The challenge of tackling emerging risk lies ahead. How local jurisdictions will handle COVID-19 ultimately is still relatively unknown. More relevant to the insurance industry is how much of the loss burden will have to be shouldered by the insurance industry as interpreted by local courts—impacting not only commercial insurers but also captives that have workers’ comp programmes.
It is unclear if insurers will be held liable for claims related to business interruption. How will things be rolled in, especially in states such as California which should be quite liberal with regard to litigation surrounding COVID-19? How courts rule will directly impact losses and lines of business such as workers’ comp and business interruption.
Another challenge on the minds of insurance professionals is the rising cost of claims, which is being driven by inflation and supply chain issues. That’s obviously at the forefront of government policy, so it is to be hoped that it gets reined in, but as inflation rises it’s natural for the cost of medical care to rise, along with those of raw materials and labour. These increases will have a direct impact on the ultimate cost of claims which are passed down to the insurable future premiums or in the captives to their respective losses on their balance sheet.
Captives will feel the impacts of inflation but as there is more experience realised within their legacy books of business, this presents opportunities for partnerships with the legacy market to manage future volatility in older programmes that might not fit within their current risk appetite.
One of the opportunities is in the legacy space. This can have a positive impact on the asset side. There’s been an uptick in interest rates which has helped with investment yields which have been extremely low over the past few years. This in turn can make firms practise better legacy pricing on longer tail books not materially impacted by inflationary pressures.
With a growing number of onshore corporate entities turning to alternative risk finance solutions, risk managers are keener to learn about ways to manage volatility and risk within their retained insurance programmes.

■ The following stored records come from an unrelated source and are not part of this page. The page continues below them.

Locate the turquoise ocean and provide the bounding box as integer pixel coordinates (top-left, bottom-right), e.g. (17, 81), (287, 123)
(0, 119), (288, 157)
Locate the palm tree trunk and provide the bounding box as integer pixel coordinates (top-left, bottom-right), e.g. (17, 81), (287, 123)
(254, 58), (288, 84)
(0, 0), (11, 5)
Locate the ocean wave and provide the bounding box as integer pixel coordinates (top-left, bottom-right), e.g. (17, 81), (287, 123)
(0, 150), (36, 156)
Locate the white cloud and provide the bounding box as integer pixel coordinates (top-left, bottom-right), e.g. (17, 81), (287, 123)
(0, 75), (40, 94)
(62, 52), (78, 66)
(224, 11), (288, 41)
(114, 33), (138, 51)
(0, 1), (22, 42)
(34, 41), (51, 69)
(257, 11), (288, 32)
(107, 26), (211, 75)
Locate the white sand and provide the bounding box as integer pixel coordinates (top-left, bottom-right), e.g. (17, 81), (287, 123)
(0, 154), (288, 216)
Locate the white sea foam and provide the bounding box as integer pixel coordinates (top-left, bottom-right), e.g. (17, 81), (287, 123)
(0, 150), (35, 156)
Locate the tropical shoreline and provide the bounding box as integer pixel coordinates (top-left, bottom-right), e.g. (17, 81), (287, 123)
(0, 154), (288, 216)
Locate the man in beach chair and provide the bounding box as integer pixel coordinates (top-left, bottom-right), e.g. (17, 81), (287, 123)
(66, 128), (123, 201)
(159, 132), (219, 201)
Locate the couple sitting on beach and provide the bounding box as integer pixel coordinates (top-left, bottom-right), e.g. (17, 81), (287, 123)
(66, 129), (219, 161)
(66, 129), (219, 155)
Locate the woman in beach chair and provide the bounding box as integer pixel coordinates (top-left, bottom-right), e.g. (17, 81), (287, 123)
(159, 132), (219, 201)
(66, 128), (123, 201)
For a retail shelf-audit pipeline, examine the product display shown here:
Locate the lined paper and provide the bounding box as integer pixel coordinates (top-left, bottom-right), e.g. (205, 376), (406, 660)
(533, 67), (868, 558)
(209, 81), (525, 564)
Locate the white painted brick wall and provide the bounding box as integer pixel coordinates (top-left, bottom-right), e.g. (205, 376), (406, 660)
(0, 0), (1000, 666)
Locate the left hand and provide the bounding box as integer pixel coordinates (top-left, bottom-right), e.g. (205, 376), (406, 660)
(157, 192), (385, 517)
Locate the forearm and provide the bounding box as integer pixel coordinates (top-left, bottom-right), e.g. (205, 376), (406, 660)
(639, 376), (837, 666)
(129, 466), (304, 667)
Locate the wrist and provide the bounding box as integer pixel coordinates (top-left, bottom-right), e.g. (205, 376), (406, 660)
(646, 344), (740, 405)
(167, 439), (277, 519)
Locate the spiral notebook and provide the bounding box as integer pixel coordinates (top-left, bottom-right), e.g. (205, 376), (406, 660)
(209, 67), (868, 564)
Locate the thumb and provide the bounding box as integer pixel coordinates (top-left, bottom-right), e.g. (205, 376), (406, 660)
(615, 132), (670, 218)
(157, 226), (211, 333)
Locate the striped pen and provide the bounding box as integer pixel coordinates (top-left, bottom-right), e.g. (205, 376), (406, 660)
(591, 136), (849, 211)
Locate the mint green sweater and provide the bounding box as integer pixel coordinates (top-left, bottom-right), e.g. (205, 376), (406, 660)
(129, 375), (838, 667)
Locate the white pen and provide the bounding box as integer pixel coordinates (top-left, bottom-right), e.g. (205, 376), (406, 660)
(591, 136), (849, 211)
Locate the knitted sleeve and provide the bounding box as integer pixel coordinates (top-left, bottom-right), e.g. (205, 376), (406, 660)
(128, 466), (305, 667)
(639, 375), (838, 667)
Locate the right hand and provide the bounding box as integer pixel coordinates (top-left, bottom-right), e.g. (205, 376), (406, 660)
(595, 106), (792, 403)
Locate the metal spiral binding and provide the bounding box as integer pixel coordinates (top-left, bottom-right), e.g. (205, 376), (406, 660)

As a legacy provider, we are working with corporations whose core competency is not insurance and claims management, but they are looking to take advantage of a better understanding of their business model and underlying risks to get better pricing on items they need covered to run their day-to-day operations.
This presents a key opportunity for us, as insurance professionals, to make a positive impact on the overall performance of book of business and release corporations from the capital and operational burdens of historical legacy programmes after the benefit of self-insurance has been fully realised.
We see this as a trend whereby corporations and legacy providers can mutually benefit and excel in their respective areas of expertise.